Friday 16 January 2015

Failure to Prove Cause Leaves Employer Responsible for LTD Payments to Dismissed Employee


When an employee is terminated without cause, the employer is obligated to continue all benefits to which the employee is entitled for the entirety of the reasonable notice period (unless some lesser entitlement is clearly spelled out in the contract of employment).  In a recent decision, where a teacher was dismissed, purportedly for cause, but became totally disabled during the reasonable notice period, the employer was found to not have had cause for termination and was ordered to pay the employee disability benefits to age 65, along with 12 months' pay in lieu of reasonable notice.
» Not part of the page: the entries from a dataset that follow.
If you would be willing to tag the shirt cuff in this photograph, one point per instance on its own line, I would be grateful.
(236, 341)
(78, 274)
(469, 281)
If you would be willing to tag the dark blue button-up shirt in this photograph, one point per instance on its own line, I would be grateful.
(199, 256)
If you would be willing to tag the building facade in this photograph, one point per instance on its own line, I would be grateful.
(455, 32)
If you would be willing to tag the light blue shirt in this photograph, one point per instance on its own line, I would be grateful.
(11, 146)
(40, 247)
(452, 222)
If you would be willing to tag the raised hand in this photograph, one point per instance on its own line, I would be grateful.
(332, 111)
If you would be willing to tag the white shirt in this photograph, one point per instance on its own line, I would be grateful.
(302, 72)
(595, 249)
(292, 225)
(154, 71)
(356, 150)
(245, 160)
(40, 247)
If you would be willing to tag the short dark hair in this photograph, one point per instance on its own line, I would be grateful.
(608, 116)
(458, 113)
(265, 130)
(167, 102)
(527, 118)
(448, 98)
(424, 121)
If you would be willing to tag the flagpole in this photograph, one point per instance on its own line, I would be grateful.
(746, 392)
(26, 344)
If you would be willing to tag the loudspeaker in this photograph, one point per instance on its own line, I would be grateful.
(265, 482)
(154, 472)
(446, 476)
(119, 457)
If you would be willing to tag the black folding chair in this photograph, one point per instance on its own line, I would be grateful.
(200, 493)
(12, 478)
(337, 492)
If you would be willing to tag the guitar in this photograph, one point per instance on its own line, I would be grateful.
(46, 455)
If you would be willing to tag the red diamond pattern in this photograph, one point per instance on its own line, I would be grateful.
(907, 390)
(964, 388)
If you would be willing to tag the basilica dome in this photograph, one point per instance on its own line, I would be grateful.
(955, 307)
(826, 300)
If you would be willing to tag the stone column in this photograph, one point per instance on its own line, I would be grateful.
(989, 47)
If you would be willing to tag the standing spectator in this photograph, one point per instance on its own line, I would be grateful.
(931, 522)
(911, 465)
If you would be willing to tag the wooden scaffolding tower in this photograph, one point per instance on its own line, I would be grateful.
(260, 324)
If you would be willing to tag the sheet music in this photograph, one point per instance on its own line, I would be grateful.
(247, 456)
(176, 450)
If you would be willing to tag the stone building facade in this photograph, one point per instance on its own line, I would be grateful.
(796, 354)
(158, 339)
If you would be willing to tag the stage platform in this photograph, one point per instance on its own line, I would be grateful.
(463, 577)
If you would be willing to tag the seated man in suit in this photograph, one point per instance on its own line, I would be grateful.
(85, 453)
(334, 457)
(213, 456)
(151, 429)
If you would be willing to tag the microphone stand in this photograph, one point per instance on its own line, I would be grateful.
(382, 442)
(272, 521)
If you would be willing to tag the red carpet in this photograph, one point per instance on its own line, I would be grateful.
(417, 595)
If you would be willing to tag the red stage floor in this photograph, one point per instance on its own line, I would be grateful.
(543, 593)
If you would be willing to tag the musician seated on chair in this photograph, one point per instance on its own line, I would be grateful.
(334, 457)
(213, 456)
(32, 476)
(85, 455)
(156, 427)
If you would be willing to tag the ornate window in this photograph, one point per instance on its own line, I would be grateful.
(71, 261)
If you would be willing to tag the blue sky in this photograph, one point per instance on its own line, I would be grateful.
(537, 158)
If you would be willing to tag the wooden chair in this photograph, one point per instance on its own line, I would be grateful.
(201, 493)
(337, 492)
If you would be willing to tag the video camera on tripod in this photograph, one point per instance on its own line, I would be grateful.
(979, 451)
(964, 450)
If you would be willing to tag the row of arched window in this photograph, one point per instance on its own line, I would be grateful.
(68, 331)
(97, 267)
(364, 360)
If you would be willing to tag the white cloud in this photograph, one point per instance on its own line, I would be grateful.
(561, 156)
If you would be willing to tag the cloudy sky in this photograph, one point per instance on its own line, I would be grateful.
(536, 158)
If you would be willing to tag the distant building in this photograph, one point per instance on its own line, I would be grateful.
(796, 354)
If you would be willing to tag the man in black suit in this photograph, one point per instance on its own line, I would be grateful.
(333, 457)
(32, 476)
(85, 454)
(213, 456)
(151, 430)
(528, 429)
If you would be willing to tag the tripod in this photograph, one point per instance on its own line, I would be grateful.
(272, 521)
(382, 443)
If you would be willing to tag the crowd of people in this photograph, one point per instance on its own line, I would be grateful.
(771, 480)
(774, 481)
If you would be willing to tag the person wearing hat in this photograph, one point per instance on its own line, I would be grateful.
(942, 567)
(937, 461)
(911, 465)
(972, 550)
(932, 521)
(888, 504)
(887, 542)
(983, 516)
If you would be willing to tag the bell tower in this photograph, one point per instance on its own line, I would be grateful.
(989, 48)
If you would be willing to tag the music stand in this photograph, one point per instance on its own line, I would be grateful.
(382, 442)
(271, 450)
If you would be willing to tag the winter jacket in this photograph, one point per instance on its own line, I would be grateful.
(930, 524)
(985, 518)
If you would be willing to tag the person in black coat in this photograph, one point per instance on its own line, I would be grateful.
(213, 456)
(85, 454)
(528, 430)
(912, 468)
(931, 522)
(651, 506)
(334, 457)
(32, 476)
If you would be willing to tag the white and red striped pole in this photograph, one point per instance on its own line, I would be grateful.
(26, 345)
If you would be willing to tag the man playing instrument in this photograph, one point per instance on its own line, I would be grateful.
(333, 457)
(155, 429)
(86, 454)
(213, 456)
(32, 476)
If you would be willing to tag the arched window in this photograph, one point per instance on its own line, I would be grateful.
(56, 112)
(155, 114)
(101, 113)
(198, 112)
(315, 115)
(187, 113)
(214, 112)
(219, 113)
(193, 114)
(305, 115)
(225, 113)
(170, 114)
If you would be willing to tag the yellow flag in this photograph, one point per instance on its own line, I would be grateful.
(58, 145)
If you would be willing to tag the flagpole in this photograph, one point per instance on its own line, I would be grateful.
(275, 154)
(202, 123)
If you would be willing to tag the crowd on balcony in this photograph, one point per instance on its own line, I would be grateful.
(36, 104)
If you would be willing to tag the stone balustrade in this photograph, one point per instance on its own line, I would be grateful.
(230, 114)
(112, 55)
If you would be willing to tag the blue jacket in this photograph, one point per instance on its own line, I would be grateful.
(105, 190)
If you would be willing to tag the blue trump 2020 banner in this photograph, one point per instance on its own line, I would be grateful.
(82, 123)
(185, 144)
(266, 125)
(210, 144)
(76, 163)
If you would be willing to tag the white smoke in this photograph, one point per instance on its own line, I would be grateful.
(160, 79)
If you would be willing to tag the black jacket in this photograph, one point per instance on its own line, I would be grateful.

In Fernandes v. Peel Educational, the plaintiff was a teacher who had been employed by the private school for over ten years.  Although he had generally received good or excellent reviews during his teaching career, some concerns were identified in his end-of-year review following the 2007-08 school year.  Despite these issues, he continued working for the school the next year.  However, in March 2009, matters came to a head when the plaintiff submitted incomplete and inaccurate marks that were to be included on students' interim report cards.  The plaintiff advised the school that he was awaiting some work from students and that he would correct calculation errors.  Over two weeks later, the issues had still not been resolved, and the school continued to coach the teacher on the importance of submitting accurate marks for his class.  A couple of days later, the teacher submitted the marks and report cards, but the administration was suspicious because of the sudden completeness of what was turned in.  After some investigation, the school determined that the teacher had in fact inputted marks on student assignments that had not yet been completed.  The teacher was asked to attend a series of meetings with administration, during which he did not provide an explanation. However, he did ultimately confess to fabricating marks for some students. He was dismissed for cause, on the basis of "academic fraud".  Shortly thereafter, he was diagnosed with a major depressive disorder, and was deemed totally disabled by his doctor and psychiatrist.  By then, his long-term disability coverage had already been terminated.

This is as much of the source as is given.